2. Myth: SIP is only for small investors


It won’t be untrue to state that SIP investments have enabled the small investors to enjoy the substantial returns from the mutual fund. But this doesn’t limit the usage of this versatile avenue. It not only helps you in averaging rupee cost but also plants the discipline of investing regularly. There is no upper limit amount and you can invest 10 lakhs to 50 lakhs per month also.


3. Myth: If you start investing in SIP, it is not possible to invest the lump sum amount


Is this your bonus month and have got a little extra cash? No worries, that can be easily adjusted in your SIP account without any hassles. Just like a bank account, you get a folio number which can be used to transfer any amount of funds.


4. Myth: SIP can be done only by individuals


This is a very common and widely accepted myth. However, you can definitely invest in the name of your company by going through the KYC documentation similar to an individual. There is an array of mutual funds which can provide a better return than your current account and tax-benefits also at the same time.


5. Myth: Daily SIP is better than Monthly or quarterly SIP


With the advent of a variety of options, daily SIP is a step forward. It allows an investor to contribute as low as Rs.10 per day. Although, the nitty-gritty supersedes the sheen of this option.

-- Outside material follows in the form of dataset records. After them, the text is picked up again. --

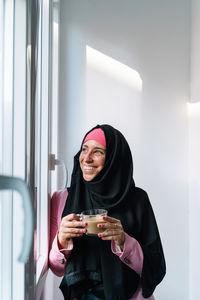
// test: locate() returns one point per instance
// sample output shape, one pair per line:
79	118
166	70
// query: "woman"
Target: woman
124	262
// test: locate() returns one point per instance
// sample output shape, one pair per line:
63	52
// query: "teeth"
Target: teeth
88	168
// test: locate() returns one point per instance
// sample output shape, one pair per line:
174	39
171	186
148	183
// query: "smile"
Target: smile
88	168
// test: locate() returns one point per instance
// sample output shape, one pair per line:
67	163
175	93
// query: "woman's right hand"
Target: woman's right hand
68	229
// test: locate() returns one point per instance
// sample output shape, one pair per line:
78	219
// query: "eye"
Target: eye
84	149
99	152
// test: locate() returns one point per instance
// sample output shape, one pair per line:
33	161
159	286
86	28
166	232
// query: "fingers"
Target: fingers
113	230
71	227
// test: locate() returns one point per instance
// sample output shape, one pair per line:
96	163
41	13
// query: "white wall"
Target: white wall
151	37
194	150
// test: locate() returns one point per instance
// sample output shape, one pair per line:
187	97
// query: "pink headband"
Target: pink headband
97	135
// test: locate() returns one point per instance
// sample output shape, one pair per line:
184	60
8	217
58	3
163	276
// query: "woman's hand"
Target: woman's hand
69	229
113	231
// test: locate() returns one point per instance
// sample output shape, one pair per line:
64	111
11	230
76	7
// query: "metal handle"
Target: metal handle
14	183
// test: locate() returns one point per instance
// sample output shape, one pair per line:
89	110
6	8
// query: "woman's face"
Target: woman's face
92	159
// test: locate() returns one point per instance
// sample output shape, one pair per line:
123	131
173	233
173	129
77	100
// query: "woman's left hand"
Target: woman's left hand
113	231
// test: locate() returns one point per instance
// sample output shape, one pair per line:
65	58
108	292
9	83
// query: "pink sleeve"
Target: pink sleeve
132	254
57	257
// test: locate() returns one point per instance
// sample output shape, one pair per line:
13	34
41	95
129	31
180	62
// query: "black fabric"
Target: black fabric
92	263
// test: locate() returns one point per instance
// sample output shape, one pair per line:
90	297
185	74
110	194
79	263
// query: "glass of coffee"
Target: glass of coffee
93	217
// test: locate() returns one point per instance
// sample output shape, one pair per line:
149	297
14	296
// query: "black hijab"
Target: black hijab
92	265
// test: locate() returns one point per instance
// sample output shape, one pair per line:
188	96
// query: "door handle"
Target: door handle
19	185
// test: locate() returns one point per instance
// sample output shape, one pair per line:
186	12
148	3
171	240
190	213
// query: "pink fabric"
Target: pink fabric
97	135
132	254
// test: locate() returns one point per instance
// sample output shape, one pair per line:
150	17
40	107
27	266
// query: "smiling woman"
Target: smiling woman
125	260
93	153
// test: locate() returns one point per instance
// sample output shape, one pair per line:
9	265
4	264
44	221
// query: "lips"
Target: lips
88	169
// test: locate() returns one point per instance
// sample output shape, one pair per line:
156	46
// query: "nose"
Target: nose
88	157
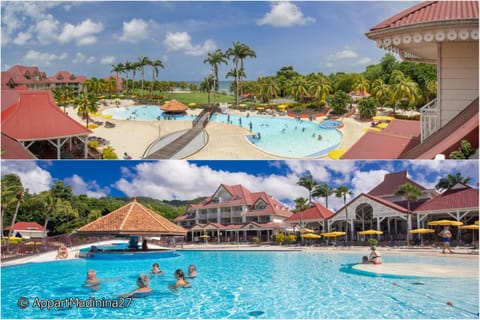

It can lead to investment tracking burdensome. Also, the returns from daily options aren’t even better than that of monthly.


6. Myth: I have to bear a heavy penalty if I miss any instalment of SIP


The mutual fund industry is not bound to charge you with any penalty if you miss an instalment. Neither your credit score is going to be conceited. The only consequence of missing your period SIP is you won’t be able to purchase the mutual fund s units of that month. SIP is not your liability but your voluntary step to your financial independence.